While the director originally accepted this for-hire project “strictly from hunger,” his dispassion for the subject would in the end prove a generative tool, divorcing his film from the countless interpretations that precede it. Familiar beats are twirled through with an elbow shot smartly to the ribs on their way past—in under a minute of screentime, Jonathan Harker’s entire visit to Dracula’s castle is summarily dismissed as hokum in a montage replete with mawkish intertitles (“A manly temptation!” “Infants for supper?” “A Daring Escape!” etc.)—freeing the director up to focus on and deepen the female characters’ stories in new and satisfying ways. Van Helsing (David Moroni), Harker (Johnny Wright) and the gaggle of other “valiant” men are consistently played for laughs, their intercessions on these “victimized” wives’ experiences presented as overbearing, paternalistic, and puritanical. Meanwhile, corps of previously unseen and unwritten watchful women (nuns, maids, mothers in glass coffins, brides) stand in judgement and sashay in solidarity.
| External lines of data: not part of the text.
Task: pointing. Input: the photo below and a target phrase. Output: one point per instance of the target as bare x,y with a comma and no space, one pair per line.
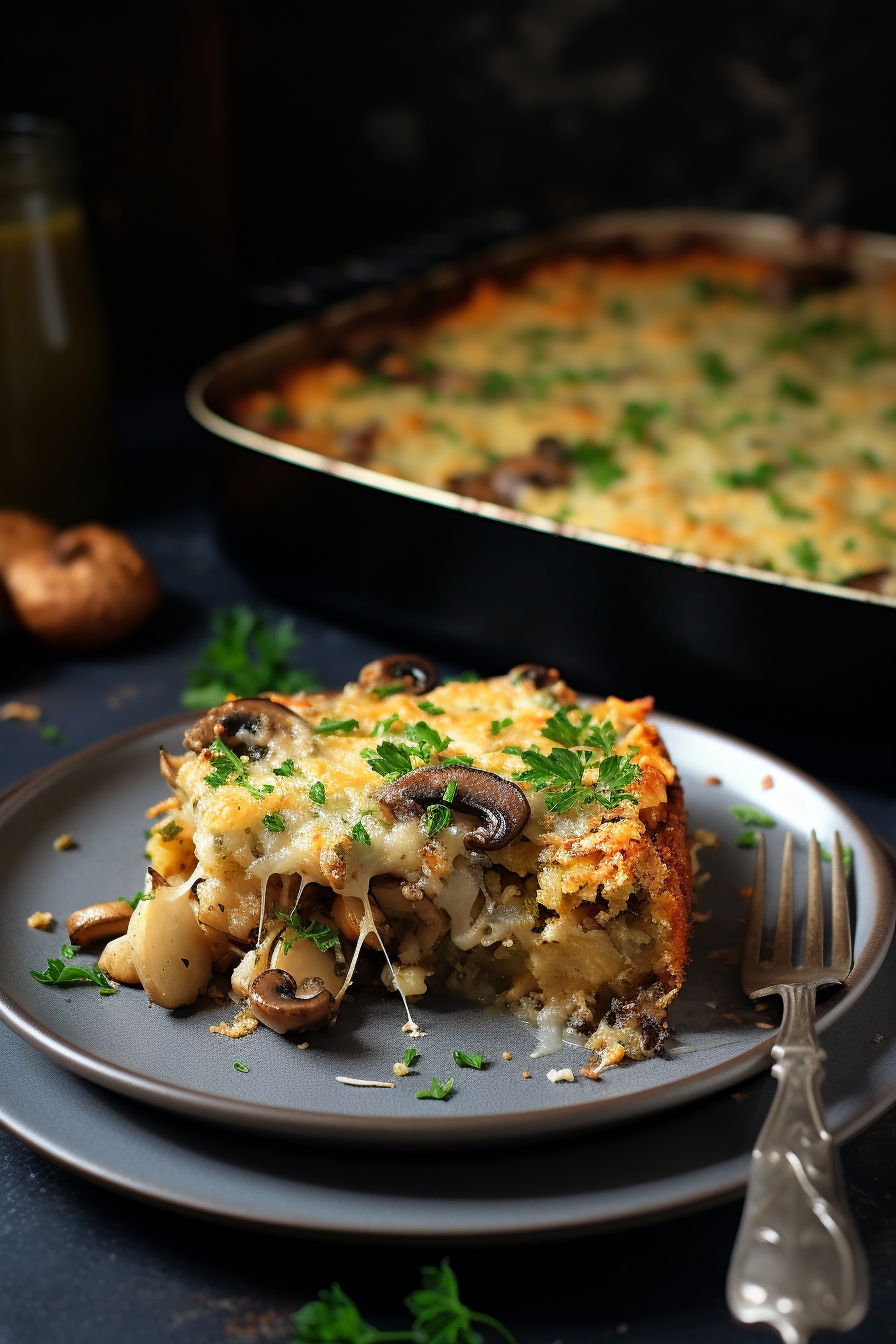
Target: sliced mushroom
538,674
250,726
96,924
116,961
278,1001
500,804
172,956
348,913
415,672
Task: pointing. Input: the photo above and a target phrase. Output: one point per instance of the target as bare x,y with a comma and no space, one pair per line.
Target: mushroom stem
500,804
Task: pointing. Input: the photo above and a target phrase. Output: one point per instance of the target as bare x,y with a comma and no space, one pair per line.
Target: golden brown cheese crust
689,402
586,909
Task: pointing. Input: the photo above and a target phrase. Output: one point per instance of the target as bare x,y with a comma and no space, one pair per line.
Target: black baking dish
762,653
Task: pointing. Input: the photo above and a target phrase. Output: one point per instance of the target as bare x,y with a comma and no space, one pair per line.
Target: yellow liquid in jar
54,383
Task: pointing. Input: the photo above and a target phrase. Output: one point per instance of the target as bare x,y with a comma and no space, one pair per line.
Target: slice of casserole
490,837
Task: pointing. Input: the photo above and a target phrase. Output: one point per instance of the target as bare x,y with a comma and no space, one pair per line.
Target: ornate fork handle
798,1264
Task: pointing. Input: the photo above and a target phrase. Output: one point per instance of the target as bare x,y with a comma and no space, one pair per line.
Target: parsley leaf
320,934
246,656
438,1092
328,726
58,973
751,816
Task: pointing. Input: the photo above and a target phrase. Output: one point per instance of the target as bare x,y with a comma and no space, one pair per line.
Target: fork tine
841,956
785,928
814,913
752,933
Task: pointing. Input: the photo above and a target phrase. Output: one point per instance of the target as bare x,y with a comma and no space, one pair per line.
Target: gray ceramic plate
660,1165
172,1061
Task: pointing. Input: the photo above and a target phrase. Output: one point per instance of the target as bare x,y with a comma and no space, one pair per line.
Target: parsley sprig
246,656
439,1316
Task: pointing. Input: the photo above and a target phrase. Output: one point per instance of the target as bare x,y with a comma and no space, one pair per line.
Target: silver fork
798,1264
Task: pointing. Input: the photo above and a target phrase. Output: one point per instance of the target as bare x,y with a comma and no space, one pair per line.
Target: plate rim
456,1130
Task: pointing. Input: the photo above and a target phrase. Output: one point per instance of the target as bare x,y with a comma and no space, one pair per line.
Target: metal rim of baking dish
656,231
462,1129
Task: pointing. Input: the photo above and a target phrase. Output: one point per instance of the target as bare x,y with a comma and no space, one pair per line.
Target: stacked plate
149,1102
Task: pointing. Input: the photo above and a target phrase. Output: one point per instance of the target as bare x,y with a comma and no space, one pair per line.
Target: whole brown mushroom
85,590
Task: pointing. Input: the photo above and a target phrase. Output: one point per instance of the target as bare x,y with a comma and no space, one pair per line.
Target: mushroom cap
282,1005
249,726
499,803
85,590
415,672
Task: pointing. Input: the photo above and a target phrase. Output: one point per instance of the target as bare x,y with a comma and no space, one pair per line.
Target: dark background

Politically, then, Pages takes artistic license to follow in the footsteps of silent feminist polemics like Häxan—down to the brood of horn-tailed demons twerking on Victorian bedposts. Most of the runtime is devoted to the vampiric seduction of Lucy Westernra (an effervescent and ferocious Tara Birtwhistle), whose libidinal repression drives her eagerly into the arms of the Prince of the Night. In the face of all this corseting, Maddin’s conclusion is a resounding, “No wonder!” The real intervention, of course, isn’t per se these themes (themselves already well-plumbed in films like Werner Herzog’s 1979 Nosferatu the Vampyre and Francis Ford Coppola’s 1992 Bram Stoker’s Dracula) so much as the boldness and independence he imbues in these reimagined characters. Here, when Mina Harker (CindyMarie Small) reads her husband’s account of his louche night with Dracula’s brides, rather than cry, she goes for his package. The film’s treatment of Dracula himself, here played sympathetically by Chinese-Canadian dancer Zhang Wei-Qiang, is similarly thoughtful, bringing out the novel’s pervasive miscegenation anxieties, which are more frequently used as “Oriental” window dressing on screen. As Stephen Holden put it in the New York Times, “this Dracula may be dangerous, [but] he is also a martyr in an antisexual, xenophobic witch hunt.” Viewers will likely find themselves rooting for him and his newest lovers in equal measure.

“Listen to them, the children of the night,” the Count famously tells a horrified Harker in Stoker’s novel, “What music they make!” With Dracula: Pages from a Virgin’s Diary, Maddin plays that music loud, dancing with us in fervent, broken time, tossing us into the “sea of wonders” in which these mere mad mortals find themselves inexorably, deliriously plunged.